Thursday, November 08, 2007

The real Shakespeare was Shakespeare

I just finished Bill Bryson's engaging (and brief) biography of William Shakespeare. Very little concrete fact is available about Shakespeare's life, so this slim volume is padded with fascinating tidbits about life in England in the late 1500's, in Bryson's ebullient style. The concluding chapter addresses the theories of the anti-Stratfordists--those who believe that Shakespeare never actually wrote his plays.

If there is anywhere a bigger group of killjoys than the anti-Stratfordists, I don't want to know about them. I was first introduced to the idea that Shakespeare may have been a fraud my freshman year in college, when my English professor claimed that Shakespeare was not one person at all, but an umbrella name for a diverse group of playwrights.

It all started with the delightfully mad American scholar Delia Bacon who became convinced that Sir Francis Bacon (no relation) was the real Shakespeare. Her arguments were impressive enough to win the support of worthies the likes of Ralph Waldo Emerson and Nathanial Hawthorne. (Hawthorne wrote the preface to her book The Philosophy of the Plays of Shakspeare Unfolded and immediately regretted it, saying afterwards, "I will never be kind to anybody again as long as I live." Lesson: always read the book you have agreed to provide a preface for. ) Bacon traveled to England and was so sure that the proof to her notions lay buried with Shakespeare that she actually bribed a guard to leave her alone in the church with Shakespeare's tomb. She had planned to open the tomb, but couldn't bring herself to go through with it. Delia Bacon eventually died in an institution.

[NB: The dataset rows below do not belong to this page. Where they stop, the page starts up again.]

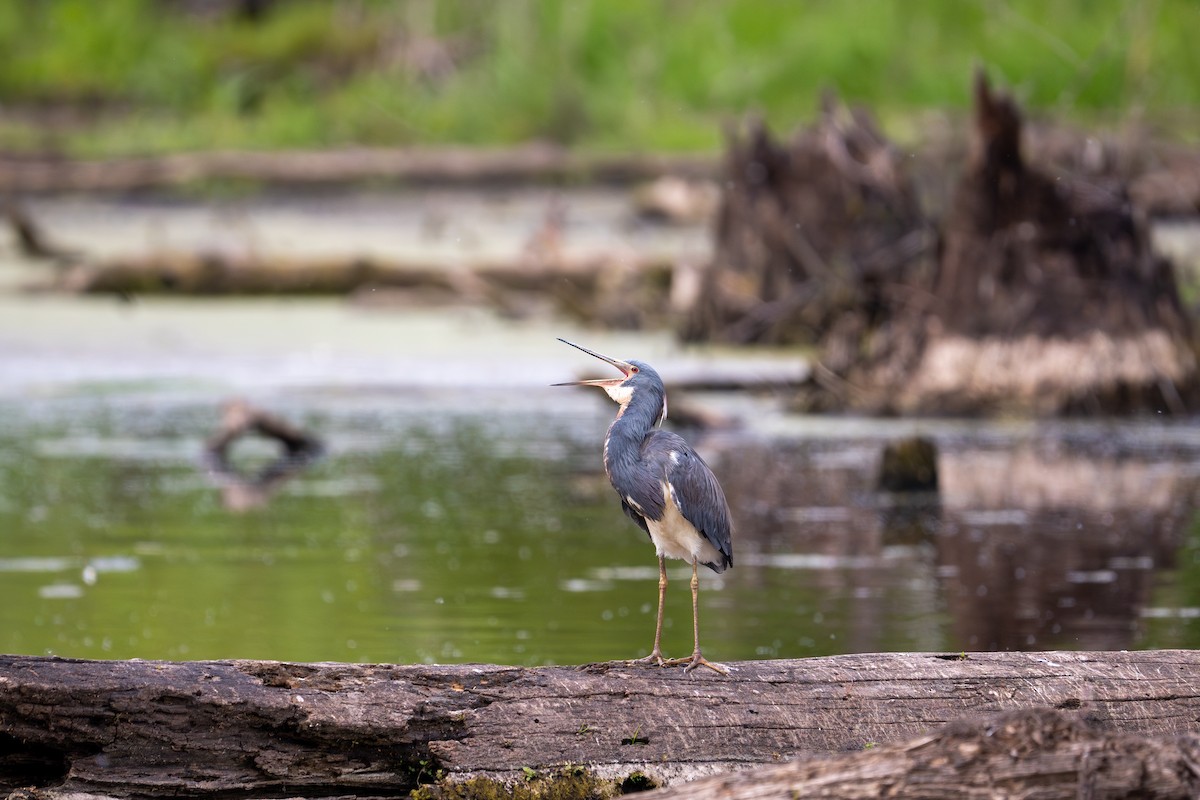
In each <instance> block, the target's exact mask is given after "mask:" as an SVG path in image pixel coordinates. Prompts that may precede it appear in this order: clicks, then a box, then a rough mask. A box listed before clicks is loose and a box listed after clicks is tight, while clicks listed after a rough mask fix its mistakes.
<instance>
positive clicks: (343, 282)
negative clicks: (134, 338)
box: [30, 251, 677, 329]
mask: <svg viewBox="0 0 1200 800" xmlns="http://www.w3.org/2000/svg"><path fill="white" fill-rule="evenodd" d="M676 269H677V265H676V264H673V263H672V261H671V260H670V259H667V258H662V257H630V255H626V254H618V255H612V257H606V255H598V257H590V258H577V259H566V258H557V259H552V260H548V259H540V258H538V257H536V255H521V257H516V258H514V259H511V260H494V261H480V263H475V264H470V265H460V266H448V265H443V264H434V263H420V261H400V260H389V259H376V258H359V257H349V258H341V259H338V258H326V259H320V258H286V257H263V255H258V254H238V253H224V252H187V251H184V252H178V251H174V252H158V253H148V254H137V255H126V257H114V258H110V259H104V260H88V259H80V260H79V261H78V263H76V264H74V265H73V266H71V267H68V269H66V270H62V271H60V272H58V273H55V275H54V276H50V277H49V278H47V279H46V281H43V282H42V283H41V284H37V285H32V287H30V289H32V290H64V291H73V293H79V294H116V295H120V296H128V295H138V294H186V295H205V296H208V295H264V294H266V295H322V294H356V293H376V291H378V290H382V300H380V299H374V300H371V299H367V302H371V305H376V306H378V305H382V303H384V302H388V303H391V305H403V303H404V302H415V303H419V305H426V306H427V305H431V303H478V305H482V306H490V307H494V308H498V309H499V311H502V312H504V313H509V314H511V315H523V314H524V311H523V309H524V308H527V307H530V306H533V305H534V303H535V302H542V301H545V302H548V303H551V306H552V307H554V308H556V309H558V311H560V312H564V313H568V314H570V315H574V317H576V318H578V319H581V320H583V321H586V323H589V324H602V325H607V326H612V327H619V329H638V327H642V326H644V325H646V324H647V323H648V321H652V320H654V319H655V318H656V317H658V315H660V314H661V309H662V307H664V306H666V305H667V297H668V294H670V287H671V282H672V273H673V272H674V271H676Z"/></svg>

She was the first of many who for some reason, could not accept that an ordinary middle class man from Stratford could be the author of so many brilliant plays and sonnets. Other possible Shakespeares were Edward de Vere, Earl of Oxford, Mary Sidney, Countess of Pembroke and Christopher Marlowe (who was killed in a barroom brawl long before many of Shakespeare's plays were even written.) The Earl of Oxford also died before Shakespeare. Why the need to tear a person down? Is it that some people are so insecure about their own lack of brilliance that they can't accept brilliance in someone else? I prefer to believe in the possibility of greatness.

*I took that quote from Hawthorne from Shakespeare, the World as Stage by Bill Bryson. The facts about Delia Bacon came from this book and also Banvard's Folly: Thirteen Tales of Renowned Obscurity, Famous Anonymity and Rotten Luck by Paul Collins.

Refreshing this post. It's childish, but I'm getting annoyed that there are a couple blogs linked to Cville blogs that seem to refresh themselves automatically, filling most of the first page and pushing the more interesting entries out of site. Not that I'm presuming that this blog is one that is interesting, but other people's are and I'd rather see their latest entries on the front page and not a repeat of the same posts that were up a week ago and won't go away.

1 comment:

  1. I just bought this book for my husband for Christmas and am looking forward to reading it soon after I give it to him.